Truth Commission makes impressive debut
Edward Cone
News & Record
7-24-05
So it turns out that the Greensboro Truth and Reconciliation Commission might be interested in the truth after all.
A lot of people, many of them on the City Council, assume the worst about the commission and hope that nobody pays any attention to its work. But judging by the 14 hours of public hearings it conducted last Friday and Saturday, the commission may prove hard to ignore.
Any group that set out to investigate the killing of five people at an anti-Klan rally on Nov. 3, 1979, would face questions about bias and motivation. This particular group was inspired by survivors of the ill-fated march, making it easy for people who may not want to talk about the killings in the first place to write off the commission before it started.
Yet the opening round of public statements showed that the seven-person panel is interested in hearing more than the party line. The party in question -- the Communist Workers Party that organized the "Death to the Klan" rally -- got plenty of time at the microphone to recount its version of the events leading up to Nov. 3, with talk of government conspiracy and right-wing death squads. But the commission also heard voices that strongly challenged some of the theories used by the victims to explain the context of the killings.
Let's stop here, and let's stop often, to remember that nothing that comes out of this process will make it OK for people to have been shot in the street. But that does not mean that the truths of Nov. 3 have to involve either hagiography or conspiracy, and what we heard July 16 called both into question.
Writer Elizabeth Wheaton, who covered the criminal trials and wrote a book about the case called "Operation: Greenkil," challenged the idea that the CWP was such a powerful force in labor union organizing that the establishment wanted them dead -- a key element of the survivor's narrative. Speaking quietly, and acknowledging that she has been accused of blaming the victims, Wheaton reported that the radical rhetoric and political aspirations of the party hampered its effectiveness and that it was not seen beyond its own thin ranks as a harbinger of revolution.
Another speaker, the former Klan leader Gorrell Pierce, made it clear that the potential for violence at the Nov. 3 "Death to the Klan" rally should have been screamingly obvious. This was a smoldering rivalry. The Klan and the CWP had almost come to blows during a tense confrontation at a Klan recruiting event in China Grove just four months earlier. A second Klansman at the hearings, the unrepentant Virgil Griffin, said he came to Greensboro because of the taunting challenge to appear issued by march organizers. Remembering the event as a peaceful labor rally gone wrong is going to be a tough sell.

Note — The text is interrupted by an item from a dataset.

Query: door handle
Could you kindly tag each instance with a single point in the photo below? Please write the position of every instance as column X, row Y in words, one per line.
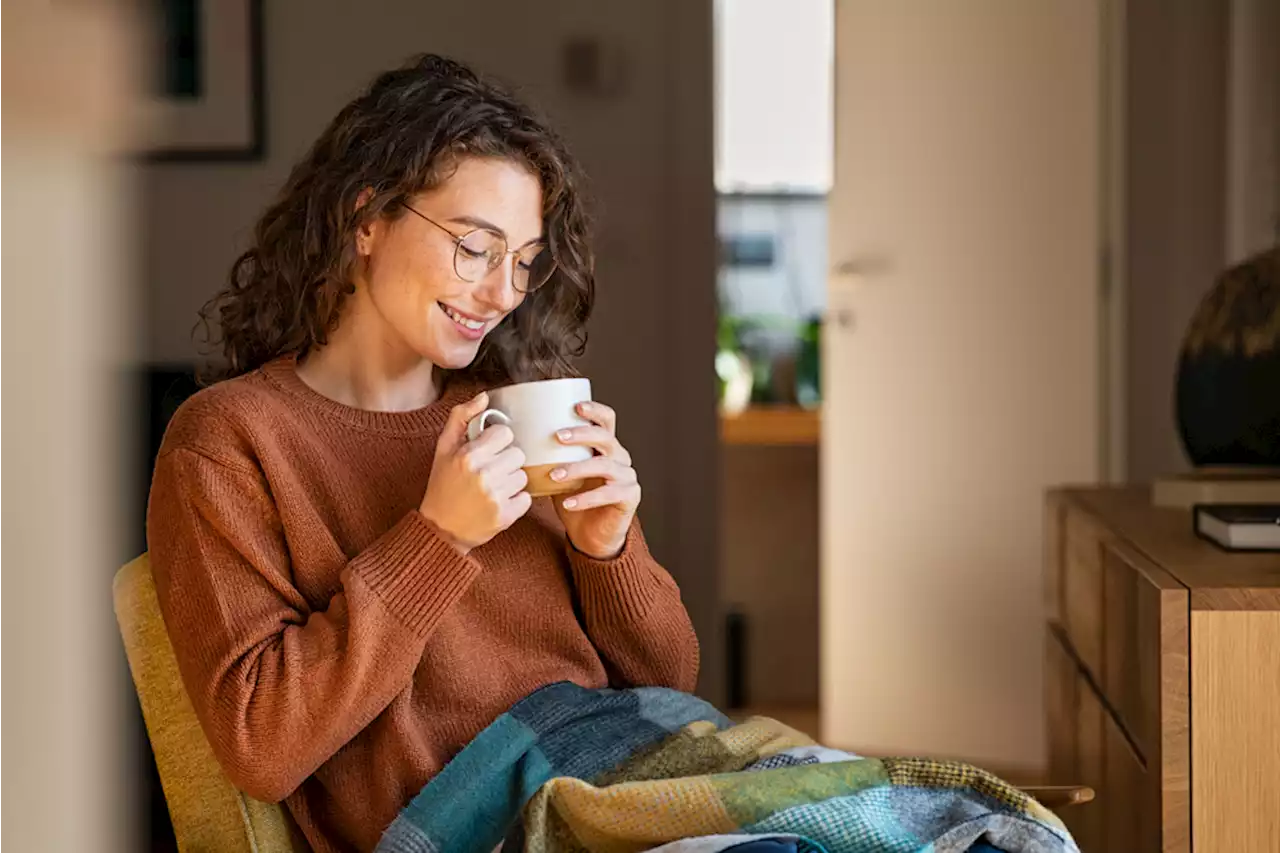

What the commission will do with this information remains to be seen. Their final report will speak for itself, but at this point they seem to be doing the right things -- and they are doing them in public, which is enormously important (audio of the hearings can be found at the News & Record Web site). Making the process transparent allows people to develop confidence in it (or reject it for cause) along the way and should make it harder to skew the ultimate conclusions in the face of compelling evidence.
Maybe it's vain to hope that the City of Greensboro will look at the process as it is unfolding and consider some measure of cooperation with the panel. A council that voted along racial lines to oppose the entire process will take a whole lot of convincing. But the silence of the city at the hearings was almost as sad as the silence at the start of the proceedings to remember the dead. The police were the critical third parties that day. Their failure to prevent the violence is a huge part of the story. We deserve to hear what they have to say, and they deserve the chance to say it. Any legitimate account of this chapter in Greensboro's history should include their testimony, and it's getting harder to argue that this account will not be legitimate.
The Truth and Reconciliation Commission will hold more public hearings in August and September. It continues to ask for input from all points of view. The City of Greensboro can continue to wish this thing away, but it is happening, and it is happening in a way that makes the decision to stonewall look increasingly bad.